Yelp was hit with lawsuits from all sides this year, from shareholders, small business owners, and Yelpers. The common thread seems to be figuring out what’s fair for a $4 billion-dollar business built on leveraging vast quantities of information obtained for free from unsubstantiated sources. In September, federal courts sided with Yelp and dismissed the most recent lawsuit alleging Yelp extorted businesses by jiggering reviews to strong-arm people into buying ads. The courts found the claims lacked evidence, and the judge wrote that even if Yelp was manipulating user content for profit purposes (which Yelp denies), this behavior was immunized by the Communications Decency Act of 1996. Section 230 of the act says a website can’t be held liable for what its users post.
Businesses can’t take themselves off Yelp, and the company maintains that consumers have a right to publish their opinions. Yelp also cites a host of data indicating it does businesses more good than harm: Of its 67 million reviews, 79 percent offer three stars or above, meaning users post more good than bad; and Yelp provides free tools so businesses can monitor their traffic and respond to reviews on their pages.
Perhaps Yelp benefits most businesses, most of the time. Even if true, that utilitarian assertion is no consolation to Wright, who doesn’t bake tres leches cake. If a magazine had published negative misinformation about her business, she might be able to take legal action, but Yelp isn’t responsible for the content of reviews. And yet the power of the Yelp brand gives it critical influence over the life and death of small businesses.
So, is it fair corporations profit off the collected speech of individuals but aren’t accountable to the impact that speech has on people like Wright?
“I think it’s an area that hasn’t been sufficiently legislated at this point,” said David Golumbia, professor of digital studies at Virginia Commonwealth University.
Is it fair corporations profit off the collected speech of individuals but aren’t accountable to the impact that speech has on people like Wright?
For him, it all comes back to Section 230 of the Communications Decency Act, the part that says websites aren’t liable for what the people who use them say. “That is the principle the industry defends really vigorously,” he said. Golumbia suggests Section 230 may need revision: “There probably is a finer grain distinction that could be made about certain kinds of practices, in which the aggregator needs to be responsible.”
Defenders of the current legislation say changes could have far-reaching impacts on many hubs of user-generated content—YouTube, Reddit, Tumblr, and the like. Recently though, the section has faced increased public scrutiny because it’s also what allows website to repost stolen celebrity nudes with impunity (see Celebgate).
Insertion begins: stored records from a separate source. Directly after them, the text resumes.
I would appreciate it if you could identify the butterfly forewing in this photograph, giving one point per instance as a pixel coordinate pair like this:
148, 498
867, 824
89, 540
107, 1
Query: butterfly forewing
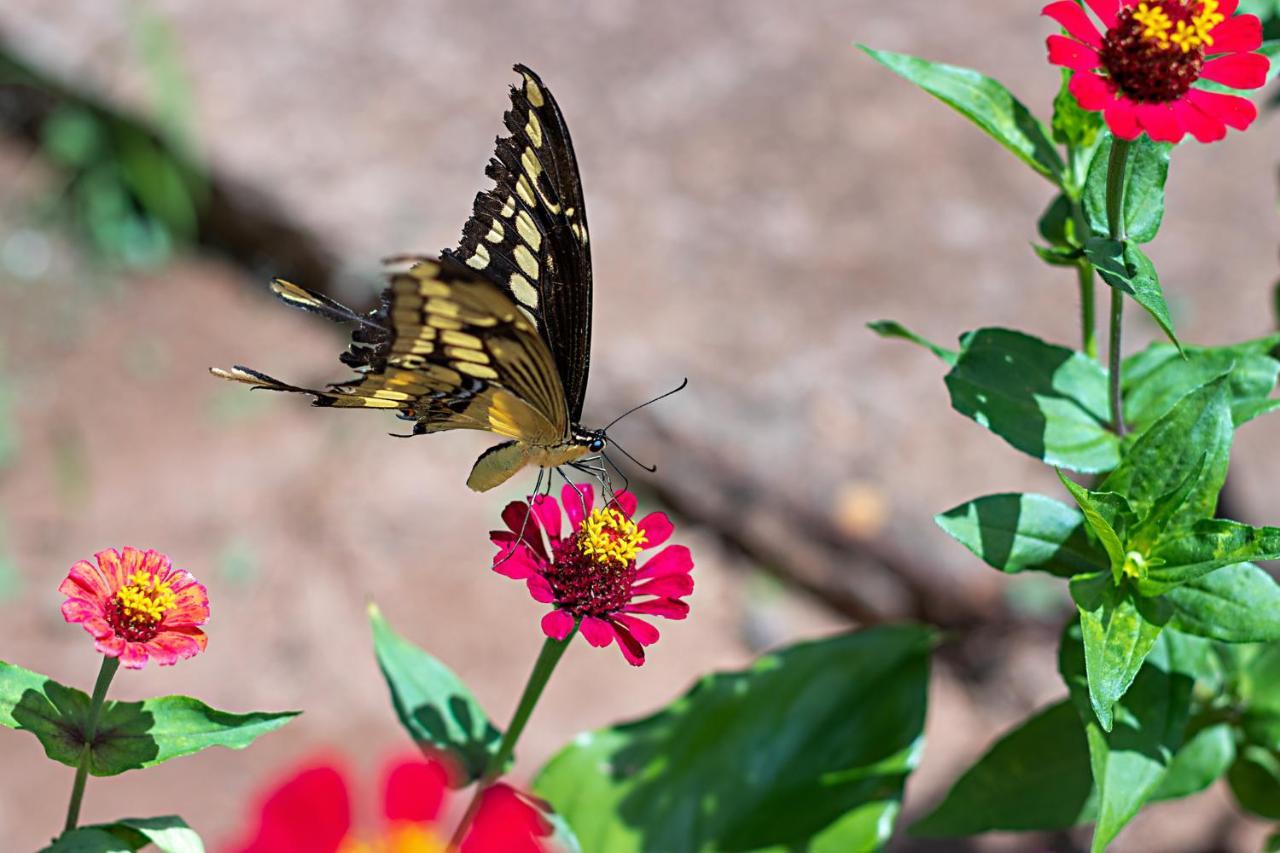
529, 233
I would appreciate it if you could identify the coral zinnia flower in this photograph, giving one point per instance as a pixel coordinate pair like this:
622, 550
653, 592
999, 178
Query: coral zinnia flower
310, 812
136, 605
1141, 73
590, 575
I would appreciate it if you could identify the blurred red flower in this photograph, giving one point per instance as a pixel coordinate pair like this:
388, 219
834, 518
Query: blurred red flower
1142, 69
137, 606
590, 575
310, 811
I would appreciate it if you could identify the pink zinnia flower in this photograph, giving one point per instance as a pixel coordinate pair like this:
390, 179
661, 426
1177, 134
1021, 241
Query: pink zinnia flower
590, 574
137, 606
310, 811
1141, 71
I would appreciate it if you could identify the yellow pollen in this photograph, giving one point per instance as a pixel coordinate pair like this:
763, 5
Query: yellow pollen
609, 537
146, 600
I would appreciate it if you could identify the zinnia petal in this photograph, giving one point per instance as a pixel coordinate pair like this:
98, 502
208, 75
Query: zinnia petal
1073, 19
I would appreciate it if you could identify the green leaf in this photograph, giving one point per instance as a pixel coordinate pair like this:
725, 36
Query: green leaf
1238, 603
1125, 268
1155, 379
1119, 632
1144, 195
895, 329
129, 734
1129, 763
1197, 428
433, 703
169, 834
1187, 555
1024, 533
1255, 779
1034, 778
983, 101
1045, 400
808, 749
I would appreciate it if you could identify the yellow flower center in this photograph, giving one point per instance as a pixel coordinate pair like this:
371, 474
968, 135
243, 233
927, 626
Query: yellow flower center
145, 601
608, 537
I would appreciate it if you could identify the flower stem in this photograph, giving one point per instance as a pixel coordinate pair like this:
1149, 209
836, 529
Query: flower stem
1118, 179
547, 660
104, 680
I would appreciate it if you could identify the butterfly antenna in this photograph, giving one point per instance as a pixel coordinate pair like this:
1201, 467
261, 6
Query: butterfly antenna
631, 411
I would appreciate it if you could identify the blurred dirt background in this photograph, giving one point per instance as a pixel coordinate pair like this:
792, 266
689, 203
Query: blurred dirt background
758, 191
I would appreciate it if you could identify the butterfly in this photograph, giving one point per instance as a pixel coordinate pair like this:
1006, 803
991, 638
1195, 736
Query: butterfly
496, 334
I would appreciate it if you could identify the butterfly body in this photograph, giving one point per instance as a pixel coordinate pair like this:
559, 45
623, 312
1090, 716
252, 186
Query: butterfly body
496, 334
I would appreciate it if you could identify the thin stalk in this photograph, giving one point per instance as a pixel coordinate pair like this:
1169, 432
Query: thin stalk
104, 680
547, 660
1118, 179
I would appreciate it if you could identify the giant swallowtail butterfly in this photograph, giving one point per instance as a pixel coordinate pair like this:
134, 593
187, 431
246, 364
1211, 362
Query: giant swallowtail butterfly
496, 334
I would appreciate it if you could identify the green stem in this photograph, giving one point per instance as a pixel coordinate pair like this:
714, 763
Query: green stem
551, 655
104, 680
1118, 179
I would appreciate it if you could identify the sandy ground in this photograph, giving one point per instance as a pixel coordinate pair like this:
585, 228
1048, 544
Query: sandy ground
758, 191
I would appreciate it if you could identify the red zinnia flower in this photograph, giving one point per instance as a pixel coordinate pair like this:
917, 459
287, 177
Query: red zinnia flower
136, 605
311, 812
590, 575
1141, 73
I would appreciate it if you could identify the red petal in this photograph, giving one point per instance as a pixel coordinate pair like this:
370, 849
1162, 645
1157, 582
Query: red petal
1072, 54
557, 624
1239, 35
657, 528
1238, 71
1160, 123
1230, 109
672, 560
1073, 19
309, 813
414, 789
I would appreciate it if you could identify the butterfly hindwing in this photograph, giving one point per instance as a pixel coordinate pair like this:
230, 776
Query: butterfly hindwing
529, 233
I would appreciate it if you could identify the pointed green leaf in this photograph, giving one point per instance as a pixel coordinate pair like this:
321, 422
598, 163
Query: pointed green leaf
1238, 603
1024, 533
983, 101
1034, 778
1119, 632
1144, 194
1129, 763
1045, 400
895, 329
129, 734
1125, 268
809, 749
433, 703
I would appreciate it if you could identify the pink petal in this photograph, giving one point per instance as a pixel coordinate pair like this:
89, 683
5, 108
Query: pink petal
664, 607
1230, 109
1123, 119
1239, 35
1202, 126
540, 589
1073, 19
1091, 91
597, 632
672, 560
1105, 10
1238, 71
666, 585
1160, 123
657, 528
577, 501
557, 624
1072, 54
644, 633
548, 512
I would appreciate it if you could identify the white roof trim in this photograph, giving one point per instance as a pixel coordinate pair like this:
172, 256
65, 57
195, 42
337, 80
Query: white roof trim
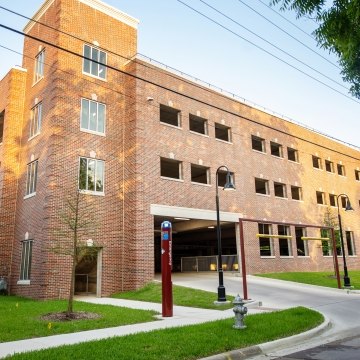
44, 7
112, 11
95, 4
192, 213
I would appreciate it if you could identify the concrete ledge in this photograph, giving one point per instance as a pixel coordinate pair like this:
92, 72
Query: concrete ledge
279, 344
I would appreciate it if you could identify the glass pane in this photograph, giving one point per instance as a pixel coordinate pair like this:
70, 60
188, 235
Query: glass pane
87, 54
82, 174
93, 116
91, 175
101, 118
100, 176
84, 114
102, 68
95, 66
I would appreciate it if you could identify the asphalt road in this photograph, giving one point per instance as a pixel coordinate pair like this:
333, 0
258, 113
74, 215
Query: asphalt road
341, 307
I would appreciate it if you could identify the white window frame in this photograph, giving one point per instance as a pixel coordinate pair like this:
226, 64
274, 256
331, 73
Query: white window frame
96, 163
269, 239
31, 178
25, 263
180, 165
39, 66
289, 243
207, 171
100, 66
35, 120
96, 115
267, 188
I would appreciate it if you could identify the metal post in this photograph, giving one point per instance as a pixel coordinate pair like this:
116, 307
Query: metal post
166, 267
346, 276
243, 265
336, 263
221, 287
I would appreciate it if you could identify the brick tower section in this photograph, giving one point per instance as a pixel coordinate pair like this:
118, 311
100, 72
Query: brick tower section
12, 91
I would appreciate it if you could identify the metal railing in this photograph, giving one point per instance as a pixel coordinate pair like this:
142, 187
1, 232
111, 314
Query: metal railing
209, 263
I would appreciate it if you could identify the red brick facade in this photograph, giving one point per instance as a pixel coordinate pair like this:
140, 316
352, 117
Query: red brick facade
131, 147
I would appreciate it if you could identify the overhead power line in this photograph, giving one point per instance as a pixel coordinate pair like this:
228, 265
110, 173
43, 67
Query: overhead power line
285, 32
267, 52
177, 92
273, 45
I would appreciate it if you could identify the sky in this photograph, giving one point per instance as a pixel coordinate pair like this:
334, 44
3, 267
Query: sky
217, 49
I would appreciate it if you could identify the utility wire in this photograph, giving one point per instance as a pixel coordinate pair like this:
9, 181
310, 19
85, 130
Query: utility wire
285, 32
267, 52
290, 22
275, 46
176, 92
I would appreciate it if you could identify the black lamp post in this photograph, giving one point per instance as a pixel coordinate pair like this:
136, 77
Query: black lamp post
228, 186
347, 208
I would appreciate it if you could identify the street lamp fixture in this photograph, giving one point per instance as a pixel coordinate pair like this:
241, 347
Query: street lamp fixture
348, 207
229, 186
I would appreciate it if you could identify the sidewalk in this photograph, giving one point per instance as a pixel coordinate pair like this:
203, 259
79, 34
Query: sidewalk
182, 316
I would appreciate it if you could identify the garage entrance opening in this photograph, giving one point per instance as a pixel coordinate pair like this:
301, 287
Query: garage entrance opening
194, 246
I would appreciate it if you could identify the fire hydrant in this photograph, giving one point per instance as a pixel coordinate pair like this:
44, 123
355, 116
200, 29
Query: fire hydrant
240, 311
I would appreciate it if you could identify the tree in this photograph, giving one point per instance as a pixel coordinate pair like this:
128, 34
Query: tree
338, 32
74, 225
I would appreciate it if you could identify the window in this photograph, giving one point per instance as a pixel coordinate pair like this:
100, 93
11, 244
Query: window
2, 117
280, 189
198, 124
94, 62
341, 169
329, 166
296, 193
92, 116
332, 200
349, 235
91, 175
200, 174
276, 149
39, 66
316, 162
284, 244
31, 178
35, 120
169, 115
343, 202
301, 245
326, 245
357, 172
320, 198
261, 186
222, 178
265, 244
170, 168
293, 155
257, 143
25, 265
222, 132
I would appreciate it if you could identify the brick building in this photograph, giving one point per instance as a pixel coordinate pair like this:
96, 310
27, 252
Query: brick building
143, 144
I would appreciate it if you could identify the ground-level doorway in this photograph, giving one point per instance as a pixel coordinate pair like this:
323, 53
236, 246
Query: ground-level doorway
87, 273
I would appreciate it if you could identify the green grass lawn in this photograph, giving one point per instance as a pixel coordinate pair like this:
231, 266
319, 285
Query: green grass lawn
20, 318
190, 342
324, 278
182, 296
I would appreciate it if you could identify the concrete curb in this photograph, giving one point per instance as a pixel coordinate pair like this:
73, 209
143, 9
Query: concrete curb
265, 348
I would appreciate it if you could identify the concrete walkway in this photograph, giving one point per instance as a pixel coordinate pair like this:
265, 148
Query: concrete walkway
339, 307
182, 316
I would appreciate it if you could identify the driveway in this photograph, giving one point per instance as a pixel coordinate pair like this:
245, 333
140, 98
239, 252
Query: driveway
341, 307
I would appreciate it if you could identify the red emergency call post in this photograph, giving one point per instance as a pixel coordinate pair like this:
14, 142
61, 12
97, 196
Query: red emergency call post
166, 267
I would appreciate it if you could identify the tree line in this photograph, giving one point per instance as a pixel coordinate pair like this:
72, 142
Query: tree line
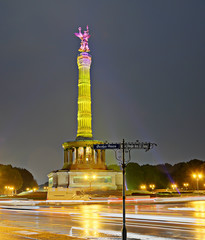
164, 175
18, 178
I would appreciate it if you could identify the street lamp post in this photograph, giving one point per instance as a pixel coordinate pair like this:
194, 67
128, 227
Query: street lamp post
122, 148
197, 176
128, 147
124, 230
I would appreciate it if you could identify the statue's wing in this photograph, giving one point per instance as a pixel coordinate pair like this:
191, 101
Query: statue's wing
79, 35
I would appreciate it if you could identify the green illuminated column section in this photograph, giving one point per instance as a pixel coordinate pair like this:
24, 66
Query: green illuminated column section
84, 117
For now, Wright encourages her clients to post reviews on alternative sites like Angie’s List and Wedding Wire. By contrast, Yelp’s advice to business owners who receive bad reviews on their site is to engage, reach out, and contact the reviewer.
For Wright, that’s too little, too late. She’s fed up and mostly just tries to ignore Yelp altogether. She knows about all the lawsuits and that Yelp keeps winning them.
“They’re allowed to do what they’re doing,” she said, but nevertheless for her, “It’s been a horrible, horrible experience.”